After the war, many of the books hidden by the Germans were collected by the Monuments, Fine Arts and Archives section of the American military government, and collected at the Offenbach Depot. There, many of the larger collections were identified and eventually returned to their owners. By the end of 1948, "...the French regained the archives of the Paris bank of Rothschild Freres, the Libschutz Librairie de Paris, the library of the Alliance Israelite Universelle de Paris, the library of the Ecole Rabbinique de Paris, and the Biliothèque de Chinon."

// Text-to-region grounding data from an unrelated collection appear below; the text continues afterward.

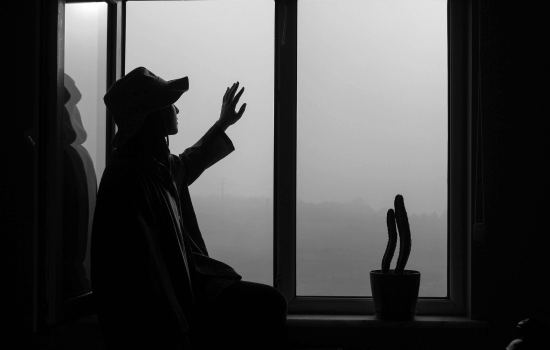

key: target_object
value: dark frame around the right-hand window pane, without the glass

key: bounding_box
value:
[273,0,473,316]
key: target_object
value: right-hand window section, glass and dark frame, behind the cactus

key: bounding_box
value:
[275,0,469,315]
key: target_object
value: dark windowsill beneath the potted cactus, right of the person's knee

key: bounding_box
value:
[286,314,487,349]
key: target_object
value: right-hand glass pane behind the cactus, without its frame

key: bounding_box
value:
[296,0,448,297]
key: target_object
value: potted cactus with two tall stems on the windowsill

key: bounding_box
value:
[370,194,420,321]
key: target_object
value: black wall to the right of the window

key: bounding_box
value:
[480,1,550,346]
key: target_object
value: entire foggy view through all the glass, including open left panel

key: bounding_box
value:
[65,0,447,296]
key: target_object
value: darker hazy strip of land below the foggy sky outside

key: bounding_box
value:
[193,195,447,297]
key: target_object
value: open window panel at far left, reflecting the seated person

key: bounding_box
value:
[33,1,120,330]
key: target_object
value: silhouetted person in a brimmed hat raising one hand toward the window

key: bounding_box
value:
[92,67,287,349]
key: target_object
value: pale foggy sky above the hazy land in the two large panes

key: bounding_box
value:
[126,0,447,214]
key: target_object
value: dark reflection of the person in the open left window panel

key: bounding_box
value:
[63,74,97,298]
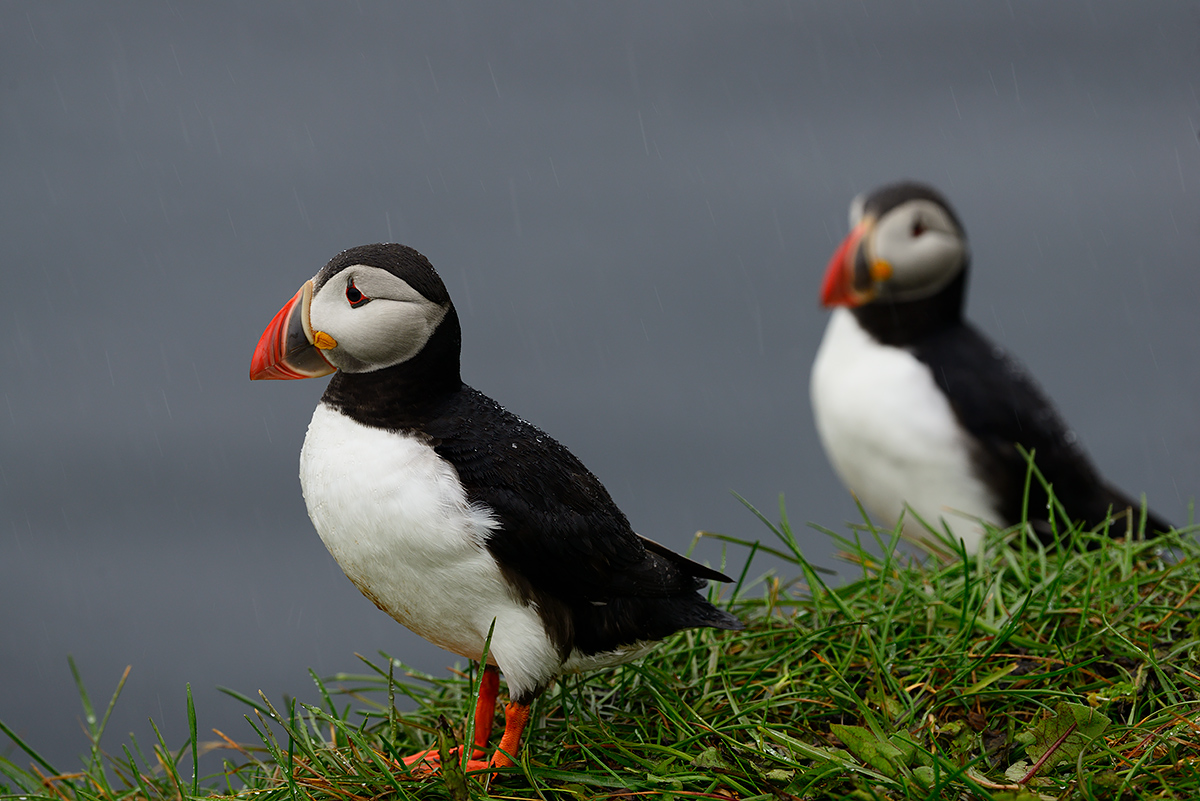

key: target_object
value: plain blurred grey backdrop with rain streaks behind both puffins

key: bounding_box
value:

Across the Main River in Offenbach, the Central Collecting Point for Judaica has opened its doors. Mournfully, in row upon row, it displayed objects of every-day Jewish life, religion and culture pilfered from East European shetl, impounded from Dutch and Belgian museums, confiscated from French or German Jews. In its cabinets bolted with iron bars there were letters, pictures, Torah scrolls, embroidered ark curtains, brass and silver menorah, Passover plates, and precious books and manuscripts. For Captain Isaac Bencowitz, a Rockefeller Institute chemistry professor, and director of the Central Collecting Point, and for his staff, the daily work of sorting, cataloging, and finding the owners of these objects was a poignant mission. Between March of 1946 and April of 1949 the Offenbach Archival Depot succeeded in returning to survivors, descendents and museums over three million looted items.

==Bibliography==
- The Spoils of War: World War II and Its Aftermath: The Loss, Reappearance and Recovery of Cultural Property. Papers of a Symposium by the Bard Graduate Center for Studies in the Decorative Arts, January 1995, in New York. New York: Harry Abrams, Inc.